As you know, there are two Presidential appointees in this Agency, the Director and the Deputy Director. Otherwise, there are six principal operating positions at what we call the Deputy Director level: The Deputy who deals on my behalf with the intelligence community, the Chairman of the Board of National Estimates, and the four Deputy Directors for Intelligence, Plans, Science and Technology, and Support. The individuals holding three of these positions will be changed within the next three to four months: John Bross, who has been dealing with the intelligence community, will be replaced by Bronson Tweedy (Ambassador Annenberg wrote me when [1 line of source text not declassified] “I feel that he is a most outstanding public servant of which our country should be proud.”)3 Abbot Smith will be replaced by John Huizenga, who should bring to the national estimates process a new, more imaginative look.4 Robert Bannerman who has headed all our Support (administrative) activities, will turn over to John Coffey, a [Page 477] younger, thoroughly dedicated officer of long service.5 During 1971, R. Jack Smith, the Deputy Director for Intelligence, will be reassigned, the pace of movement being determined by my ability to arrange some of the complicated moves involved.6 Tom Karamessines wants his incumbency reviewed at the end of 1971, but no decision has been made to move him unless he insists for reasons of health.7 This leaves Carl Duckett, who is forty-seven and who was picked in April 1967 for his job as Deputy Director for Science and Technology after I had conducted an intensive manhunt all over the country for an appropriate incumbent—an individual who had the required skills but would not pose problems of conflict of interest, scientific bias and those other vulnerabilities with which you are so familiar. Carl is energetic and effective, handles congressional committees with skill, and is running an imaginative shop in a difficult area. I would intend to keep him on.8 Other officers just below this top operating level but working in support of General Cushman and myself will be up for reassignment or retirement during the year 1971. In sum, virtually the entire top level of the Agency will have seen changes within the next year or so.

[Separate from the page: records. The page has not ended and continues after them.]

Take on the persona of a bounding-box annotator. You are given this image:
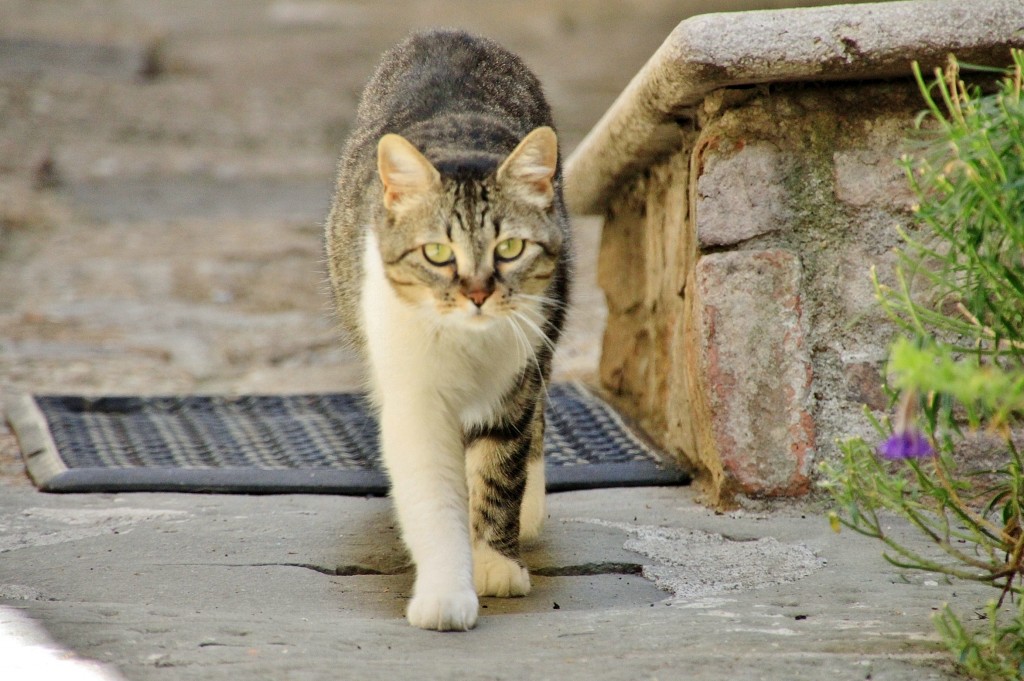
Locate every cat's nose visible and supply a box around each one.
[464,287,492,307]
[460,278,494,307]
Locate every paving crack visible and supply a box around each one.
[532,562,644,577]
[244,562,411,576]
[167,561,642,577]
[162,562,404,576]
[305,561,641,577]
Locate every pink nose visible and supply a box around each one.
[460,277,495,308]
[464,288,492,307]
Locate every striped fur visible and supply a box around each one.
[325,30,571,631]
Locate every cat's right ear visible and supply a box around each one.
[377,134,441,211]
[497,126,558,209]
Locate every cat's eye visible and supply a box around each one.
[422,243,454,266]
[495,238,525,262]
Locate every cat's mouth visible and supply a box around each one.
[453,302,505,327]
[464,306,493,322]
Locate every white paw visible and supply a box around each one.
[474,544,531,597]
[406,587,479,631]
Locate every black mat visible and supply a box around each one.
[4,383,688,495]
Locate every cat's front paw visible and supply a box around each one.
[474,544,531,597]
[406,587,479,631]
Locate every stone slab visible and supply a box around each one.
[565,0,1024,214]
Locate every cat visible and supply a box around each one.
[324,29,571,631]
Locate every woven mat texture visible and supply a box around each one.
[8,383,686,494]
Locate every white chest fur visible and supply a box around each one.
[359,233,531,429]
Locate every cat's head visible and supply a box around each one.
[372,127,564,330]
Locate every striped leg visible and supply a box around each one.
[518,415,546,543]
[465,406,544,597]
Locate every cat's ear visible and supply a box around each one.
[497,126,558,208]
[377,134,441,211]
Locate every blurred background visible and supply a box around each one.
[0,0,892,417]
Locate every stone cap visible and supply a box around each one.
[564,0,1024,215]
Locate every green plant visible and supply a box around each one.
[822,51,1024,680]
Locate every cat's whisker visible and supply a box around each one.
[507,314,540,369]
[504,316,529,369]
[511,310,558,357]
[517,293,570,312]
[510,312,556,404]
[508,313,550,404]
[514,298,563,334]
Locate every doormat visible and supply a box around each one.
[4,383,688,495]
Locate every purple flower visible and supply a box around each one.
[877,429,934,460]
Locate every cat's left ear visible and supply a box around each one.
[497,126,558,208]
[377,134,441,211]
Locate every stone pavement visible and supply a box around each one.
[0,484,992,680]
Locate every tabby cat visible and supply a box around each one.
[325,30,571,631]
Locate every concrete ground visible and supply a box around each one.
[0,486,993,680]
[0,1,983,679]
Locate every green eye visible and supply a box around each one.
[422,243,454,266]
[495,238,525,261]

You will appreciate that the foregoing information is highly delicate, because some of the changes are not as yet known to the individuals involved. As you can understand in an Agency such as this, personnel matters must be handled with uncommon care and sensitivity if one is to maintain a high state of morale and dedication. There are no laws in this country with teeth enough to punish the mishandling of classified information short of intentional trafficking with the enemy. Thus tight security and the frustration of penetration attempts by foreign agents are dependent on the loyalty, discipline, and state of mind of the employees. Our professional career service must be managed with these and many other considerations in mind. Hence, I need time to make certain of the moves indicated above.
In this general connection, you should be aware that we are retiring all of our officers, with very few exceptions, at age sixty. This is being done to make head-room for the younger generation, to keep the Agency as limber mentally and physically as possible, and to insure the internal shifting, both vertically and laterally, which gives health and resilience to an organization. Further, I have been reducing the total manpower of the Agency over the last few years and will continue to do so. That plus reductions in overseas positions brought about by BALPA and OPRED tend to cut the other way by making for less [Page 478] flexibility in range of assignments. Be that as it may, we are headed on what we believe to be the course the President has designated.
I will expand orally to you on some of the points discussed above. This memorandum is an effort to place the basic plan in your hands promptly.
  1. Source: Central Intelligence Agency, DCI Files, Job 80–B01285A, Box 13, Folder 6, DCI Helms Chron, 7/1/70–12/31/70. Secret; Sensitive.
  2. Kissinger met with Helms on Friday, December 4, from 2:37 to 3:05 p.m. (Library of Congress, Kissinger Papers, Box 438, Miscellany, 1968–1976, Record of Schedule)
  3. Tweedy replaced Bross as Deputy to the DCI for National Intelligence Programs Evaluation on January 25, 1971.
  4. Huizenga replaced Smith as Chairman of the Board of National Estimates on April 17, 1971.
  5. Coffey replaced Bannerman as Deputy Director for Support on January 1, 1971.
  6. Edward Proctor replaced Smith as Deputy Director for Intelligence on May 15, 1971.
  7. Karamessines remained Deputy Director for Plans until February 27, 1973.
  8. Duckett remained Deputy Director for Science and Technology until June 1, 1976.